ヤツ(ヒリュウ)を排除するのでは無く、勝利する。

それ故に追撃を辞めたのだ。

勝負は既に終わった。

敗者が勝者に追撃するなど、

惨めにも程があるからだ。

 

そうしてソレ… 巨首樹海蒼龍(アズラリィギガルヒュドラ)は再び地面に潜る。

まずは再生の為に体を休める必要があった。

そして再生が終わったら、狩りに出よう。

今度こそヤツを焼き尽くす為に、

ソレもまた強くなる必要があった。

 

待っていろ。

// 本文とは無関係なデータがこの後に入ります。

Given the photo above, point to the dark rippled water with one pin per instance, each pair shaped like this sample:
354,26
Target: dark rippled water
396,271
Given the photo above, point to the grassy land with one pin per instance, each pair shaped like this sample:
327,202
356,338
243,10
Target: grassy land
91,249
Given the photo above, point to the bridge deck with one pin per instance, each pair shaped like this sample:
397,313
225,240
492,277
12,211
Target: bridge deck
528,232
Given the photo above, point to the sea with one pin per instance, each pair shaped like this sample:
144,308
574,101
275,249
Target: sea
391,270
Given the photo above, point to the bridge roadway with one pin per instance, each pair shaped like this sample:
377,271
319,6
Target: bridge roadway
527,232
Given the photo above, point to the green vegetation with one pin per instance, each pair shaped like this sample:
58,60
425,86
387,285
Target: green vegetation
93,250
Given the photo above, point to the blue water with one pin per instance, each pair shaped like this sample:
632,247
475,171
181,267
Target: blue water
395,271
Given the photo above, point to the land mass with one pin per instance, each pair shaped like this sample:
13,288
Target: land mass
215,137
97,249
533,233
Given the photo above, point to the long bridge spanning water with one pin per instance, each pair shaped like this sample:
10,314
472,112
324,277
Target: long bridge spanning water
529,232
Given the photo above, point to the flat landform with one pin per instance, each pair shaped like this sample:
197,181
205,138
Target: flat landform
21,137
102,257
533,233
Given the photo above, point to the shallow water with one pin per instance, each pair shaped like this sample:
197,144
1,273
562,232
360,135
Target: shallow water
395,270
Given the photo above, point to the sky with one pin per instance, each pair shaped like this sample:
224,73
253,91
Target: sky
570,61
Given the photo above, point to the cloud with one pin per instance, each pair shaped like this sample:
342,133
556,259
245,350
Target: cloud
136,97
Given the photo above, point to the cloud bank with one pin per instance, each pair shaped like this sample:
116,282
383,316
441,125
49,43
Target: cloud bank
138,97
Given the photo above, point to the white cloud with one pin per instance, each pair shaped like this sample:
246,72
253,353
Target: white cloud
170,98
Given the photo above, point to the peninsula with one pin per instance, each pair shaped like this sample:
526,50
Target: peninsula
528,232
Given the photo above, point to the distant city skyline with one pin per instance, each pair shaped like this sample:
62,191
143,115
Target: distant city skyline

鬼人

貴様を殺すのはこの私だ

 

数日後、蓬莱山から1匹の魔物が姿を消した

そしてこの世の中に、

一つの大災害が解き放たれたのだった。 

 

 

………………

 

 

結界に反応があった。

即座に屋敷を飛び出し、彼を探す。

 

「いた!」

 

四時の方向、空に青い光が見える。

 

一瞬で距離を詰め、受け止める。

全身が燃えている。

皮膚はなく、肉もところどころ燃え落ちて

命は風前の灯火だ。

 

「ヒリュウ!」

 

魔力で炎を消し飛ばし、

そのまま肉体に魔力を流して再生する。

10秒もしない内に肉が付き、皮膚が戻り、

ヒリュウは元の姿に回帰する。

 

「良かった…!生きてる…!」

 

反応があった時、背筋が凍るようだった。

生命力が底を尽きかけていたからだ。

ヒリュウを失うと考えただけで、

過呼吸になってしまいそうだ。

呑気に寝ているヒリュウの頭を撫でる。

 

いっそこのまま閉じ込めてしまおうか

そんな考えが頭を支配して…

 

「…いつか…」

 

ヒリュウが寝言を呟き、現実へと引き戻される。

 

「…何もかもを斬って…シオン…」

 

「…私?」

 

やはり倒すとかだろうか?

それとも殺す?どちらにしろ大歓迎…

 

「…お前に…幸せな…生き方を…」

 

「…えっ?」

 

ヒリュウの寝顔を覗き込むが、

寝言はそれで終わりらしく、

静かな寝息を漏らすばかりだ。

 

「〜〜〜ッ///」

 

顔が熱くなるのを感じる。

もう、この人は本当に…!

 

「貴方が悪いのよ…?」

 

額にキスをする。

本当は唇にしたいけれど

初めては彼から求めて欲しい。

 

「…閉じ込めたりはしないけど、

 ちゃんと生きて帰ってきてね?じゃないと…」

 

そう呟くシオンの目は

 

「…私、冥界にまで迎えに行って

 貴方を食べてしまうから、ね?♡」

 

恋する少女のようで、獲物を見る肉食獣のような

熱く蕩けた眼差しを宿していた。




ちょっと詳しい解説

・木偶龍とヒリュウの能力差
基本的には木偶龍側が優勢です。やはりデカいのは正義。
ただし回避能力と攻撃力、そして全力時の速度はヒリュウが上回ります。

・氷球と氷盾の違い
耐久は圧倒的に氷盾が上ですが、氷球は全方位を氷で覆って守るのに対して、氷盾は盾を3枚出すだけなので範囲攻撃に弱いです。
ですが氷球は使用中動かせず、使用者を中に閉じ込めてしまう為、回避することが難しくなります。その点氷盾は使用者周りをの自由に動かせる為、機動力が高いです。

・蒼炎
木偶龍の体内に存在する器官で生み出したものであり、魔力を含んでいますが魔法ではありません。その為、"雷切"の破魔の効果も意味がありません。
また、蒼炎は水を掛けるだけでは消えず、何かしらの魔力で相殺、または燃えている部分を隔離する必要があります。